Part 1 Motivation

Each model in R essentially lives in its own package and has a unique interface. This introduces a large amount of cognitive load on data analysts. For example, suppose we want to use KNN. We might do something like this:

library(tidyverse)
library(rsample)

data <- initial_split(iris)

train <- training(data)
test  <- select(testing(data), -Species)

knn_preds <- class::knn(test = test,
                        train = select(train, -Species),
                        cl = train$Species,
                        k = 5)

But if we want to use naive Bayes, we might end up writing code that looks like this:

nb_model <- e1071::naiveBayes(Species ~ ., data = train)
nb_preds <- predict(nb_model, newdata = test)

This has some problems:

  • knn generates predictions immediately on a test set, while naiveBayes creates a model object
  • For knn we have to pass arguments cl and k even though it would be reasonable to select k by cross-validation and cl could be more succinctly expressed as an outcome in a formula
  • knn and naiveBayes have different interfaces for specifying design matrices and outcomes
  • knn and naiveBayes both return factor predictions by default, but this might not be the case for other packages.
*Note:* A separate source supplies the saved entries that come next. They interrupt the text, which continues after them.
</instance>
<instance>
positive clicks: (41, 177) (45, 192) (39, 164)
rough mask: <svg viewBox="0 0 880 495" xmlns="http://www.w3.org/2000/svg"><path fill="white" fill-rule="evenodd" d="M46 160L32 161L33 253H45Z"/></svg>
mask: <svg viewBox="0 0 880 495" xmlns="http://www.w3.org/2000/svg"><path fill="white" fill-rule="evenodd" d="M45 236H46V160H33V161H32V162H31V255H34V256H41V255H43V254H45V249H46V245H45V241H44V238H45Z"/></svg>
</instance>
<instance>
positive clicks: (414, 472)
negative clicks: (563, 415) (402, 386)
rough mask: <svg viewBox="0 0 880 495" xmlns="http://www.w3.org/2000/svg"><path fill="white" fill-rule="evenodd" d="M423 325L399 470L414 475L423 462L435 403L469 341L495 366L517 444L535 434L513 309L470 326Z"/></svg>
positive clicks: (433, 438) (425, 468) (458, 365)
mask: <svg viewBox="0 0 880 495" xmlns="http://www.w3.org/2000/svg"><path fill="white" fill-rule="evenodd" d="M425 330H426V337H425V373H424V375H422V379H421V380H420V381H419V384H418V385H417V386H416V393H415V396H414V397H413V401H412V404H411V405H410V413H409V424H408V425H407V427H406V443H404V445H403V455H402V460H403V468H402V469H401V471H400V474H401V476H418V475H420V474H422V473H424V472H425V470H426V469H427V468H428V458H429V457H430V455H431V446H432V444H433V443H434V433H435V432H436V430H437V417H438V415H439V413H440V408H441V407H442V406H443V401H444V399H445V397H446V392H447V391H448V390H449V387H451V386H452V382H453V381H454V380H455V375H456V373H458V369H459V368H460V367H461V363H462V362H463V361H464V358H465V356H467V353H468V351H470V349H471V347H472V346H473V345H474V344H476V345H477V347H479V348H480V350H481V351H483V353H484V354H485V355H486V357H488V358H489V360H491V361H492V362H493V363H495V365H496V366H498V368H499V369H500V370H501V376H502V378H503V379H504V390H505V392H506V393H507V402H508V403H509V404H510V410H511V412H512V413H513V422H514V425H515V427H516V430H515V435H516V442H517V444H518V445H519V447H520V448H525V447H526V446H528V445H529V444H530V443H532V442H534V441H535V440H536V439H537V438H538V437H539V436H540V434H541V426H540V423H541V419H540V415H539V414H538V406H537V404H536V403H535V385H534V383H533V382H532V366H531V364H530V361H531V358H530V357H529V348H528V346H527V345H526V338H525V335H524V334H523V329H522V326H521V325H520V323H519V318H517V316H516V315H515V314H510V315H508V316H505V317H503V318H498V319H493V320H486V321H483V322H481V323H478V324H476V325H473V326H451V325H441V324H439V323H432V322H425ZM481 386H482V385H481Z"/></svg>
If we want to class probabilities, we have to pass prob = TRUE to knn and type = "raw" to predict.naiveBayes, and the outputs are in entirely different formats.

That is, there isn’t a consistent interface to the packages themselves. Additionally, the packages don’t make use of a conceptual framework that makes it easy to think about modelling.

The goal of the document is provide a grammar of modelling that resolves both of these problems.